If they are spread out on the absolute edges of the brooder as far from the lamp as possible, panting and/or cheeping very loudly, they are too hot.
If they sleep around the edge of the lamp calmly just next to each other and spend time running all around the brooder they are juuuust right!

The lamp is best at one end of the brooder with food/water at the other cooler end of the brooder, so they can get away from the heat or be under it as needed. Wattage of 'heat' bulb depends on size of brooder and ambient temperature of room brooder is in. Regular incandescent bulbs can be used, you might not need a 'heat bulb'. You can get red colored incandescent bulbs at a reptile supply source. A dimmer extension cord is an excellent way to adjust the output of the bulb to change the heat without changing the height of the lamp.


Or you could go with a heat plate, commercially made or DIY: https://www.backyardchickens.com/a/pseudo-brooder-heater-plate
 
400


This is my set up. During the day they are all running around and usually sleep in the middle. At night they go under the light because it gets in the low 70's. Everywhere I read it said for the first week keep at 95. Even my themother says so. Not sure the dimensions of the cage but I think it's for bunnies and Guineas. Bought it 10 years ago for a tortoise.
 


This is my set up. During the day they are all running around and usually sleep in the middle. At night they go under the light because it gets in the low 70's. Everywhere I read it said for the first week keep at 95. Even my themother says so. Not sure the dimensions of the cage but I think it's for bunnies and Guineas. Bought it 10 years ago for a tortoise.
The '95 degrees first week and 5 less each week after that' rule of thumb is getting to be old school technique.
First day you want to keep them good and warm while you assess their health but after that it's best to keep them cooler or you get pasty butts.
Keeping one end of the brooder 10-20 degrees cooler is important.
Best to adjust your heat by their behavior(as I described above) and keep them as cool as possible, they will be healthier and feather out faster.
I used a dimmer extension cord to adjust the heat lamp output when I used a heat lamp.
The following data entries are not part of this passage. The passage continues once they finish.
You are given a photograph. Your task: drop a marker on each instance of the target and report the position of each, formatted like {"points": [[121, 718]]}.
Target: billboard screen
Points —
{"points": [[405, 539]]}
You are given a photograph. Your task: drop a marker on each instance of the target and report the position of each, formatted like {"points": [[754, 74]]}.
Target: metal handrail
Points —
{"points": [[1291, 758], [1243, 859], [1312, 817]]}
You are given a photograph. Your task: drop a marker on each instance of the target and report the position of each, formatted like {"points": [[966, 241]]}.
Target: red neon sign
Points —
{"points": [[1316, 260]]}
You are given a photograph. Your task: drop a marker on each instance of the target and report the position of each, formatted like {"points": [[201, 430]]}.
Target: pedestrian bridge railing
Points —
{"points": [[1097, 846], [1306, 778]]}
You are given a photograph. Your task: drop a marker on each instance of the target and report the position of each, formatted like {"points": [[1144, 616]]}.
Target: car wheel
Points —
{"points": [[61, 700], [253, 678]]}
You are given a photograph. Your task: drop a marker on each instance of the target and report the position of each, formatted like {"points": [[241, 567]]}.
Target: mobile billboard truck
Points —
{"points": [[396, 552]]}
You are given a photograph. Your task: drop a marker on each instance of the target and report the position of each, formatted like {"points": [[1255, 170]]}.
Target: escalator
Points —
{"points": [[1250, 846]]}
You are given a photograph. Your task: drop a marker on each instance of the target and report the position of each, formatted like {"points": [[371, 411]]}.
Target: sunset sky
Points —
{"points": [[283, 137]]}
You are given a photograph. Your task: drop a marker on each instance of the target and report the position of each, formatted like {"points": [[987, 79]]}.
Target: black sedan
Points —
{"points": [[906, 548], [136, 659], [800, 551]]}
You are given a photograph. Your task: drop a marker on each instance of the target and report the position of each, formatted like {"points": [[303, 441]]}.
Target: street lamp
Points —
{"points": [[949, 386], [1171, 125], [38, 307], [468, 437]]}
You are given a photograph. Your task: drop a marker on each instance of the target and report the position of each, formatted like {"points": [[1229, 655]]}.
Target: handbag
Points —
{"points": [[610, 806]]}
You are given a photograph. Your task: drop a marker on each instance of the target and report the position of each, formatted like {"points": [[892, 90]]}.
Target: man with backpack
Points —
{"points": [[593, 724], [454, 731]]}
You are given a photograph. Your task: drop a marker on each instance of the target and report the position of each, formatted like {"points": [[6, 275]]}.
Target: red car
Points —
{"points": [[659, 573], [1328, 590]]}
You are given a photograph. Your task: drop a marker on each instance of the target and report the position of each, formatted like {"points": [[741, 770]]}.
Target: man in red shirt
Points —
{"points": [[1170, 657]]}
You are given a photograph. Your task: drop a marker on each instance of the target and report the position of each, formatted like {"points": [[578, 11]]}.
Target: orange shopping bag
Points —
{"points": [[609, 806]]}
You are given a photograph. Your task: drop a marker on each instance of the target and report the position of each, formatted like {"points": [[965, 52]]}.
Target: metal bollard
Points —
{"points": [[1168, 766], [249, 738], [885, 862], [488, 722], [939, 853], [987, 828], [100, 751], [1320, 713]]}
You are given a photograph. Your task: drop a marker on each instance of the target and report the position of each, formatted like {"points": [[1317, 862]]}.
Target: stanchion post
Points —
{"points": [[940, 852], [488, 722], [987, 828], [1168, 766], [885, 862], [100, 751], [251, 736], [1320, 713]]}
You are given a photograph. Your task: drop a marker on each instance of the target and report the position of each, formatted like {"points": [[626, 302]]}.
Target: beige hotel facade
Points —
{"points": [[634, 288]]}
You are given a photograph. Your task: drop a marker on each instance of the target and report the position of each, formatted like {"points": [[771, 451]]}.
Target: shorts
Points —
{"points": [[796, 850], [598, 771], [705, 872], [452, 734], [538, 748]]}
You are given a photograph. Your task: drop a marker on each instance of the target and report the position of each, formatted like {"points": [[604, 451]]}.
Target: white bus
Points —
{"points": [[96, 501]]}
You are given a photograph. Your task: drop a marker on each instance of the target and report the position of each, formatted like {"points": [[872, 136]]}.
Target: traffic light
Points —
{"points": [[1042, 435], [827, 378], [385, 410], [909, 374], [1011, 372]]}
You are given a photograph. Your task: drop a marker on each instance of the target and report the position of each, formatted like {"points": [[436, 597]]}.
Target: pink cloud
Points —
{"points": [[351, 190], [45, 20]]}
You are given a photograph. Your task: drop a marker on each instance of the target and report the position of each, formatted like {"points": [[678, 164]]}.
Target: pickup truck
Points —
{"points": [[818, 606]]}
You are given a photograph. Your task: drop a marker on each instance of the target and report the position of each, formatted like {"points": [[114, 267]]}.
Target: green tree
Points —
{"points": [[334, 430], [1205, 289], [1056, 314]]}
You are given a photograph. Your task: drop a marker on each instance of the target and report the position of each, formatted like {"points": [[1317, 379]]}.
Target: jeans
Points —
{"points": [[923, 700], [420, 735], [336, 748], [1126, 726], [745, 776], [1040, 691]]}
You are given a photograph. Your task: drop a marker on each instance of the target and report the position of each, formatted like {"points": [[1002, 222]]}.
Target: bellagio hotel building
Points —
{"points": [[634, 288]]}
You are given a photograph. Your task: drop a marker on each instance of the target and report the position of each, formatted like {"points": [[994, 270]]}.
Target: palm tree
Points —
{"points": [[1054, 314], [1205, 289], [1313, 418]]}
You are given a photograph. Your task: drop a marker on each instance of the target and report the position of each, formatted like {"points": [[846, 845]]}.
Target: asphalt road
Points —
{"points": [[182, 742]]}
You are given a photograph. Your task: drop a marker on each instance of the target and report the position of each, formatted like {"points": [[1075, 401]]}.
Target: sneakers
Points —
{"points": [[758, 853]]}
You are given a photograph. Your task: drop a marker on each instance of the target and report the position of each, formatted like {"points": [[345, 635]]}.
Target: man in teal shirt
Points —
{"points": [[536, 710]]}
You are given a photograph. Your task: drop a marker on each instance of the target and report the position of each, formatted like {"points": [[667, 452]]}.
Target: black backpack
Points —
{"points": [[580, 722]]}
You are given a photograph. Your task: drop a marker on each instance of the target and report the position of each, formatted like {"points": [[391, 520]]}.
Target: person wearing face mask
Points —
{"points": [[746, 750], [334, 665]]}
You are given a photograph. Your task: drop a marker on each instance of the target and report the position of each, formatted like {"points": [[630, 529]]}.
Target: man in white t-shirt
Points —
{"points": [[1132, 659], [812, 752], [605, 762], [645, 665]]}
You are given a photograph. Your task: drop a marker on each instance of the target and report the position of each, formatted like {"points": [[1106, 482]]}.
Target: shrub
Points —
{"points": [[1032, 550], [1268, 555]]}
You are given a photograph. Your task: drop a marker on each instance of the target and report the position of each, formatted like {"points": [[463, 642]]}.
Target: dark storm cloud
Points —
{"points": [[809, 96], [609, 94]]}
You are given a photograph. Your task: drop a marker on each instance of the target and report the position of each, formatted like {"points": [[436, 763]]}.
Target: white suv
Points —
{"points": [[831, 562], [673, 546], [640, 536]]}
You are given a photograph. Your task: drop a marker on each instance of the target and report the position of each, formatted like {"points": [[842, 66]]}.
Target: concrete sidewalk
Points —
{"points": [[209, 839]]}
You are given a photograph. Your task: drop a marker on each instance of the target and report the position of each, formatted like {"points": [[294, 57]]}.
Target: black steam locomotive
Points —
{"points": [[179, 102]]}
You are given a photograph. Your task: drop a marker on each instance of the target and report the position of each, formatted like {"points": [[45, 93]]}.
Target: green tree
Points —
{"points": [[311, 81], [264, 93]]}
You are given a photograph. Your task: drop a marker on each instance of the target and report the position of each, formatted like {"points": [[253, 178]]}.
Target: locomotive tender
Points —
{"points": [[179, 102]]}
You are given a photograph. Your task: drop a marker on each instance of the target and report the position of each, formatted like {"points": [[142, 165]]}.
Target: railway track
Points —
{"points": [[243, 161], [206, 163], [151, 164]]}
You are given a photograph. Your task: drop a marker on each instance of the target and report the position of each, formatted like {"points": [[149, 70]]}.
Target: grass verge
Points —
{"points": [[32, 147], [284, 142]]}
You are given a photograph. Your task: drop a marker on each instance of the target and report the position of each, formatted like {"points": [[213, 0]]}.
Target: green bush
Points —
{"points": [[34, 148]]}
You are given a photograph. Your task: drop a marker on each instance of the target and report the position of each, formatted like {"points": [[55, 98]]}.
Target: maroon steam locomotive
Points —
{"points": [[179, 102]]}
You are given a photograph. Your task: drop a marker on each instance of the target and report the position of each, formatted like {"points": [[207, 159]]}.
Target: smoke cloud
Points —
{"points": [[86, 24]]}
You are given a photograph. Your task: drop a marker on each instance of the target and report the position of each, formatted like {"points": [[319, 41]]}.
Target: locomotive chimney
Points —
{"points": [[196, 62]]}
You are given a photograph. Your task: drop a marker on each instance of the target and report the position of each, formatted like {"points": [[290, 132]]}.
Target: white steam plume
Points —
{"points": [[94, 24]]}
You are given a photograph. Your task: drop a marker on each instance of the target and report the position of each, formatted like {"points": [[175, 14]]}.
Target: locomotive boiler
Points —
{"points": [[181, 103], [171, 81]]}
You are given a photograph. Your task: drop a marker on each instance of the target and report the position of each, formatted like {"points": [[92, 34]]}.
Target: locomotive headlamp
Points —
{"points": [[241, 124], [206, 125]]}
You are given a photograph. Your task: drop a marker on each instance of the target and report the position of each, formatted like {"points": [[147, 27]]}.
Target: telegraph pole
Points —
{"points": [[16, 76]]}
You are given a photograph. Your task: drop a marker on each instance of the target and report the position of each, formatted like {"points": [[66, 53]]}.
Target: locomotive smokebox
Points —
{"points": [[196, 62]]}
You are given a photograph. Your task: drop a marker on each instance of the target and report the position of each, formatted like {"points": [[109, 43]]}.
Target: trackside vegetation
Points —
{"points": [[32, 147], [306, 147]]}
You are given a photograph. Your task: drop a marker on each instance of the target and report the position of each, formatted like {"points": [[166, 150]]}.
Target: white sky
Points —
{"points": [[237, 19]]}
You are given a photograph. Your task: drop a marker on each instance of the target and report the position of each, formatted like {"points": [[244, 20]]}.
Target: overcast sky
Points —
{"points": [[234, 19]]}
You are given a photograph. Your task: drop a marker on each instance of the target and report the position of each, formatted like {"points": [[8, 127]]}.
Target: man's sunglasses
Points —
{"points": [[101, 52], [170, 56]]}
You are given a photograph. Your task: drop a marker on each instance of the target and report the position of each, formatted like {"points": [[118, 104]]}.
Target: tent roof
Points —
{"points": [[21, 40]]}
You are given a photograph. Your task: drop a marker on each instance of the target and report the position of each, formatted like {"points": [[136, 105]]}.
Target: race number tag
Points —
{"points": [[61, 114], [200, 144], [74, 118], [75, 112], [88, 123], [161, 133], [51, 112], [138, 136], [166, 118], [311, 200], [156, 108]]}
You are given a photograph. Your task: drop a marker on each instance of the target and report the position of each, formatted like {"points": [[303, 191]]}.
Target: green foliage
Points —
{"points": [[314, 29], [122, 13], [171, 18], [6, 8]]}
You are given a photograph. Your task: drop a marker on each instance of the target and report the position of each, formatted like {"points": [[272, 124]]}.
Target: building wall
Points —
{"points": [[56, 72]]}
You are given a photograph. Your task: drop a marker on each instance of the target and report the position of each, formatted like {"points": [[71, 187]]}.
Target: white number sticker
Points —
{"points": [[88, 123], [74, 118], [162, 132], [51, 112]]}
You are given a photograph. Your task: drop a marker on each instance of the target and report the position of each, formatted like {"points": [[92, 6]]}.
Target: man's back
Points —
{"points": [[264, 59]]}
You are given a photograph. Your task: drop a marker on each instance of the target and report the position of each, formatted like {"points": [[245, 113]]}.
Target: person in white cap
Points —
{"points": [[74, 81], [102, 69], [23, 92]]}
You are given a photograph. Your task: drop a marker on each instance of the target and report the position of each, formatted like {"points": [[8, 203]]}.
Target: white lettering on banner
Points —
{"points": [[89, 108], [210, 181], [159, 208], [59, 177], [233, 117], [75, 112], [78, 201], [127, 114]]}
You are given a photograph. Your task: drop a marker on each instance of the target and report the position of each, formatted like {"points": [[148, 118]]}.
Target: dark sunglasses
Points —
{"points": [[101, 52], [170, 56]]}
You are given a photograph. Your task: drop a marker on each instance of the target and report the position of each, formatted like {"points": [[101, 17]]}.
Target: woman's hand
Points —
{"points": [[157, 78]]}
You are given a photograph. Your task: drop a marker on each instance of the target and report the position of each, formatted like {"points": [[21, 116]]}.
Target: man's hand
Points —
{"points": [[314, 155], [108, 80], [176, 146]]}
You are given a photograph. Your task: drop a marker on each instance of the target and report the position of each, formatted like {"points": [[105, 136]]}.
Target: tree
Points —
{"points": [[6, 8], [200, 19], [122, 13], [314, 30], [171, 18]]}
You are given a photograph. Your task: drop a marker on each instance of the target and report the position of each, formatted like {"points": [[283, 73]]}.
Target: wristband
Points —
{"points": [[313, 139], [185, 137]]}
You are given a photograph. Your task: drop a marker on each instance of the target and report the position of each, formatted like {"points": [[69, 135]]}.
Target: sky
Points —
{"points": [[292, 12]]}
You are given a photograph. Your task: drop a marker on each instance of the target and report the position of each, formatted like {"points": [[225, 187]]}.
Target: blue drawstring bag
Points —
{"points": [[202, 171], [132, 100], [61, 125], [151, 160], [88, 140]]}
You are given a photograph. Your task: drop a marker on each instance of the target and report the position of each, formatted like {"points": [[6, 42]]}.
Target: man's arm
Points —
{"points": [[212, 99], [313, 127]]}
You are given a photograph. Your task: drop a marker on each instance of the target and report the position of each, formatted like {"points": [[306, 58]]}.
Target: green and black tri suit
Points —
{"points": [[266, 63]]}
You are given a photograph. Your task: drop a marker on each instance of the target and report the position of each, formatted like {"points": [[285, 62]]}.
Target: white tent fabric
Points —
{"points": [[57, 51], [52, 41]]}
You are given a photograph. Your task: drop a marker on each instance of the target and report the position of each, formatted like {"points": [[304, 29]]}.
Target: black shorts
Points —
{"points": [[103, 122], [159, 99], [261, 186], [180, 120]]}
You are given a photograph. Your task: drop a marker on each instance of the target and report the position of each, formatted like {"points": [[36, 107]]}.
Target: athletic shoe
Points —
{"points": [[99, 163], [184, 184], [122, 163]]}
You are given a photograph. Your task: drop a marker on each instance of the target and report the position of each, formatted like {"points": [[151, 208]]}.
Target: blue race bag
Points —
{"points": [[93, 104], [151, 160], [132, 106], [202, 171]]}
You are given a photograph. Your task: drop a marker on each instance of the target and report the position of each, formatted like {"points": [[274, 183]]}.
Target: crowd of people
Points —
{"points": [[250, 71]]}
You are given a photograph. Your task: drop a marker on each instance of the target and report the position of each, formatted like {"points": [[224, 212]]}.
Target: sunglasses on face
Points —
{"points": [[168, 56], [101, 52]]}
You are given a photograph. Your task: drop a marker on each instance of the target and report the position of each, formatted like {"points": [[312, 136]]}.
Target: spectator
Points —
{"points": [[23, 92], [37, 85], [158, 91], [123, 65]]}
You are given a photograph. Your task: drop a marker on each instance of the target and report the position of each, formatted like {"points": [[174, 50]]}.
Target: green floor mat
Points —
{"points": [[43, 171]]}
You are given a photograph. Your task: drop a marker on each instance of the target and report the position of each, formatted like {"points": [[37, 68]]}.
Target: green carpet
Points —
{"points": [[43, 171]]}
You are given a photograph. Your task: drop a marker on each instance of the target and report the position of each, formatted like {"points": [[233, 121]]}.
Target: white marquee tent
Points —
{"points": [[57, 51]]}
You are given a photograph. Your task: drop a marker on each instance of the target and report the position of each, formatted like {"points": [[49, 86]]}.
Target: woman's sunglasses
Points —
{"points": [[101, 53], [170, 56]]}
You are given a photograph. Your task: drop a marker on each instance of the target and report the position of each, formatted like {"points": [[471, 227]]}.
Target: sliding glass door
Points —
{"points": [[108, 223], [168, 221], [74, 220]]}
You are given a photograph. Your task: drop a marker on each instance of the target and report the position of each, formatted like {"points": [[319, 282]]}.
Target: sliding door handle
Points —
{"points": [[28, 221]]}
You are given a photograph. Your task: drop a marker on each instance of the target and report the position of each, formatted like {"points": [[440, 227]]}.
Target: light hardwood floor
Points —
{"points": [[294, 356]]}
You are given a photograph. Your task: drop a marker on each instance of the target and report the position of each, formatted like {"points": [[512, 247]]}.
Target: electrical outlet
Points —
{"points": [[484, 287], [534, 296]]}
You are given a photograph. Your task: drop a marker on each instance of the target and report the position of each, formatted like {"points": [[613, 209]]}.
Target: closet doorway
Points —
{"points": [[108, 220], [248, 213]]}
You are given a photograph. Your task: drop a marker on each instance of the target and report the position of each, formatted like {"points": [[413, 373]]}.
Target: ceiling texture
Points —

That cage is only going to hold them for about a week, maybe two....do you have a larger enclosure ready for them?
 
I received the 11 chicks Thursday. Only 1 has the pasty butt. I just picked him up now and he/she pooped all over me. So I hope it's better? Gave them a scrambled egg today which they all loved. The one is eating and drinking a lot so I hope it was just the stress of shipping.

I have the chicks in a large Guinea pig cage in a small bathroom with a window. Window is open at night when we don't have the ac on. Temp says 95 under the light.
Chicks eat hard boiled eggs like they were going out of style and there is none of the oils or grease that can loosen the stool in a HBE like there is in a scrambled egg. Also some un-cooked "OLD FASHION ROLLED" oats is relished by chicks of all ages and besides UN-COOKED OLD FASHION ROLLED OATS is good to firm up the bowels.

PS: You can safely feed the shell and all when giving your chicks Hard Boiled Eggs. Just mash the HBE up or crumble it well, then top the HBE with UN-COOKED OLD-FASHION ROLLED OATS. It won't take long before you will have to carry a broom around with you to keep the baby chicks at bay when they hear you coming because they will all be expecting more HBE and un-cooked, old-fashion, rolled, oats.